God brought me to faith through the reading of the Word and the powerful stories of Christian martyrs throughout history. My father helped to provide resources that directed me to Christ and the gospel. This gift of faith that began to grow came to be fortified through the conversion and influence of my family over the years. My brother Chris is a specific example of how God can work powerfully in someone’s life.

After hearing the gospel God opened my eyes and atoned for my sins. I believe that by faith alone I’ve been credited with the righteousness of Christ who lived the perfect life I could never live. I continue to be awestruck, at how God sent His only Son to die on the cross for an undeserving thief such as myself. I realize that I contribute nothing to my salvation. It is on the basis of His grace alone that He rescued me from the wages of sin and my hopeless condition.

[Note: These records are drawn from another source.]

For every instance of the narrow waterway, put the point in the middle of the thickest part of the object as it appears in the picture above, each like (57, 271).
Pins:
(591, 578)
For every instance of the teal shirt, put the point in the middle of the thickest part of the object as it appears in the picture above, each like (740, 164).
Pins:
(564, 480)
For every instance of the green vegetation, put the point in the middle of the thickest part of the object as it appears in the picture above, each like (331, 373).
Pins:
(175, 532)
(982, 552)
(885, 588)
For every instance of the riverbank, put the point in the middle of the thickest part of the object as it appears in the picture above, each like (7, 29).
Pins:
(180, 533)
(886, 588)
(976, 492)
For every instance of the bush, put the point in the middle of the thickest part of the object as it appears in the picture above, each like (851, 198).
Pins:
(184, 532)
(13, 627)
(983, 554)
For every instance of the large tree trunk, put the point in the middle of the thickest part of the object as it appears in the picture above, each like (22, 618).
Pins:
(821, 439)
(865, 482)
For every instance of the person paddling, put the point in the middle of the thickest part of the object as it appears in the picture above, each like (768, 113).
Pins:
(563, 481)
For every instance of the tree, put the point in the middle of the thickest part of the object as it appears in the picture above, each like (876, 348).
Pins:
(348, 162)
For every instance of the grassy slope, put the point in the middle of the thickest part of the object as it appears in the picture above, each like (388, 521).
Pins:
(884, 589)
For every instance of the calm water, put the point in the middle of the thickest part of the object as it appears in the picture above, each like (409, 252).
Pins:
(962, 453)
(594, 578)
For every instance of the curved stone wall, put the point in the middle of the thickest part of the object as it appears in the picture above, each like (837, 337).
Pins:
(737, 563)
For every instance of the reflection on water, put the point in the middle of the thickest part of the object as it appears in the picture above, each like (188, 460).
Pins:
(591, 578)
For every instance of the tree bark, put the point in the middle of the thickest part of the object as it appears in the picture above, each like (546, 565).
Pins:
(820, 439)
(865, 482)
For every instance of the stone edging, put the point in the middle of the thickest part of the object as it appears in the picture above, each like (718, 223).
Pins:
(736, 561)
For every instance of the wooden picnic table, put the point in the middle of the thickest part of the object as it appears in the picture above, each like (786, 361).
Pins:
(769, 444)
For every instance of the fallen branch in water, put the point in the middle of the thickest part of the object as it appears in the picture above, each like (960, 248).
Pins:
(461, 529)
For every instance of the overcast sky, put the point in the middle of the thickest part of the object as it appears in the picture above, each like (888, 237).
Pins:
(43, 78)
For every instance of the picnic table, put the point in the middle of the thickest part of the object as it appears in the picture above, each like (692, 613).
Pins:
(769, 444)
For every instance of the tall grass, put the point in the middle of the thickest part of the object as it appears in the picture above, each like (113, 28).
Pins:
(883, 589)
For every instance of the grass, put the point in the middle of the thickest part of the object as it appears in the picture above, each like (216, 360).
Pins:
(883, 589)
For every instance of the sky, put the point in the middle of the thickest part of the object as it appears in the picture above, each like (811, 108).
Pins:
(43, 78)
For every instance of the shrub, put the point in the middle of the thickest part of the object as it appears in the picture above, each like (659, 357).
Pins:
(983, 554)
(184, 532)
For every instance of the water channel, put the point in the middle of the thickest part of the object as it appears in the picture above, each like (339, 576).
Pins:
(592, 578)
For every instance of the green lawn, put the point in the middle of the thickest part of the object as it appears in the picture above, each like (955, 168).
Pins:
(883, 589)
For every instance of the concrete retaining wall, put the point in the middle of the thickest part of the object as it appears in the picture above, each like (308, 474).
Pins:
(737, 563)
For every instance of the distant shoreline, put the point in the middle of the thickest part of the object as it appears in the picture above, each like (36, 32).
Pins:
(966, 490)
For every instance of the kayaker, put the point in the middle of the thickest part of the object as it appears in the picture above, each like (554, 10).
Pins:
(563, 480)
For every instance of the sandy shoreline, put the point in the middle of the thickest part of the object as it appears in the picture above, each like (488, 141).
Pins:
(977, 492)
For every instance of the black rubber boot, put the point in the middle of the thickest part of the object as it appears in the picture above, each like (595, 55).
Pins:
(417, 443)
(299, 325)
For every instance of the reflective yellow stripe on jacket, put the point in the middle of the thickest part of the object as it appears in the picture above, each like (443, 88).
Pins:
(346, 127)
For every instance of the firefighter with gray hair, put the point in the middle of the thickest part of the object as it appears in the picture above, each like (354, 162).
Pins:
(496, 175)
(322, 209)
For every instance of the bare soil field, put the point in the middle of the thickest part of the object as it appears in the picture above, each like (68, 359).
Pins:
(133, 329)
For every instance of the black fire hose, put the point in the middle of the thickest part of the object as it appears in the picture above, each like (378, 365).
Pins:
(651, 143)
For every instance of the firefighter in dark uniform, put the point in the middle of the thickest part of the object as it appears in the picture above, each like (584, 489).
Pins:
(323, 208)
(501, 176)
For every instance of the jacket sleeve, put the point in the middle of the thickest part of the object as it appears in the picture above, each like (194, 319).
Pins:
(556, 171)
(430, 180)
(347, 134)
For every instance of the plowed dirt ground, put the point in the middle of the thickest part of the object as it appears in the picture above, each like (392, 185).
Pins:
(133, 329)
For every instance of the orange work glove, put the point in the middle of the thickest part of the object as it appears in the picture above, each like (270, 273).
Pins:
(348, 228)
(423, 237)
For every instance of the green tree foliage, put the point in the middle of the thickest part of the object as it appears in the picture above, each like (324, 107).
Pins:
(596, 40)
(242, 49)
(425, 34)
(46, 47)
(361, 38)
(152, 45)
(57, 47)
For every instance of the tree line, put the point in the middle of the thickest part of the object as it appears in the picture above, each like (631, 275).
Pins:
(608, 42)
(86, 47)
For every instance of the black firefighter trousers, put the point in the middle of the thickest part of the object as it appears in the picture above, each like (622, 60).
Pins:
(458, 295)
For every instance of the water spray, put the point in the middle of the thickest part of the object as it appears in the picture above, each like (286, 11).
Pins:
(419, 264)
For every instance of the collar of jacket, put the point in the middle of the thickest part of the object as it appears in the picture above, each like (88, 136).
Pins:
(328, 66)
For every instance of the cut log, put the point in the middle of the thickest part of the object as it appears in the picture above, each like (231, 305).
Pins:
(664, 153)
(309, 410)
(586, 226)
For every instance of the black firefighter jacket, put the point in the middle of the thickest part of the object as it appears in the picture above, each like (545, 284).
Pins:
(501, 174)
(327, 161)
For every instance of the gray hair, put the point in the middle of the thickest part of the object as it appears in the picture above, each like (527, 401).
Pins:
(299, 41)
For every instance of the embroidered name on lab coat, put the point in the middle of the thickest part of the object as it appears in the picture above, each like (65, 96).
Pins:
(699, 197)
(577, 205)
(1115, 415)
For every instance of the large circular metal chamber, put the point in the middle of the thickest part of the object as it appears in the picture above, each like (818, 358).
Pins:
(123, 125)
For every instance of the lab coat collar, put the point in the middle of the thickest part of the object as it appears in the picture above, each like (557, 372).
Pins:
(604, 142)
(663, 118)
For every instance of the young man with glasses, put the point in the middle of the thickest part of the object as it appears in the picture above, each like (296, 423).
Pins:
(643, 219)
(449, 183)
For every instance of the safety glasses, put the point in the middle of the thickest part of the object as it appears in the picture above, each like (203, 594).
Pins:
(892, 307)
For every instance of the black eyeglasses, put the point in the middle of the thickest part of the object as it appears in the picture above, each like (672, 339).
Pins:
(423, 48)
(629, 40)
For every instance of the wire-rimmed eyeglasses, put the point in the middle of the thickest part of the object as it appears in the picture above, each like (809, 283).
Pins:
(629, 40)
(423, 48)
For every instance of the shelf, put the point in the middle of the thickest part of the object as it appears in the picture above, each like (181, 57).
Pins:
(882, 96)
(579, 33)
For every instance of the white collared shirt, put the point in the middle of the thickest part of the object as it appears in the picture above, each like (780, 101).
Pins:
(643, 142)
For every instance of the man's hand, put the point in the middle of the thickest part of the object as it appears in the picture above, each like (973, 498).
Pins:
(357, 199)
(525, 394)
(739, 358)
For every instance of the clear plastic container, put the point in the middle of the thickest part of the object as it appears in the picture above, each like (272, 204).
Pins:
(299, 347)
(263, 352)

I’ve learned that being a Christian is not easy. Life has become much more difficult as a result. I continue to wrestle with sin on a daily basis. If I’m honest, there are many areas I have yet to mortify such as impatience, pride, and idolatry. I have a tendency to isolate myself from the fellowship of others. I believe that God brought me to EP Annapolis to resolve these things within the context of community and fellowship.

Since my arrival I’ve met some wonderful people in the college group. I hope to continue to build edifying relationships as we stir up one another in love, becoming zealous for good works. I thank God that He hasn’t left me alone to my own devices or what I’d often prefer but is constantly molding me. He continues to lead me down the path of repentance and sanctification. I am undeserving of His grace yet He showed me love. My hope resides in the fact that Christ has prepared a place for me and that one day I will be with Him in heaven. I hope to continue to glorify Him with my life as an offering. He is the Author and Finisher.

4 05 2009
Meredith McCormick

Adam, my brother, what a great testimony. As it says in the Beatitudes, “Blessed are those that hunger and thirst for righteousness, for they will be filled.” From what I gather, you sought and are seeking truth and G-d is definitely revealing it. Keep on desiring righteousness because that is all it takes to be filled! Keep on searching out the truth about G-d for who He is. I hope and pray that you will continue to find yourself within a strong support system of believers–what a gift from G-d it is to have brothers and sisters to walk with! That’s actually how this website got started…just a couple of siblings in the L-rd trying to walk out this faith together.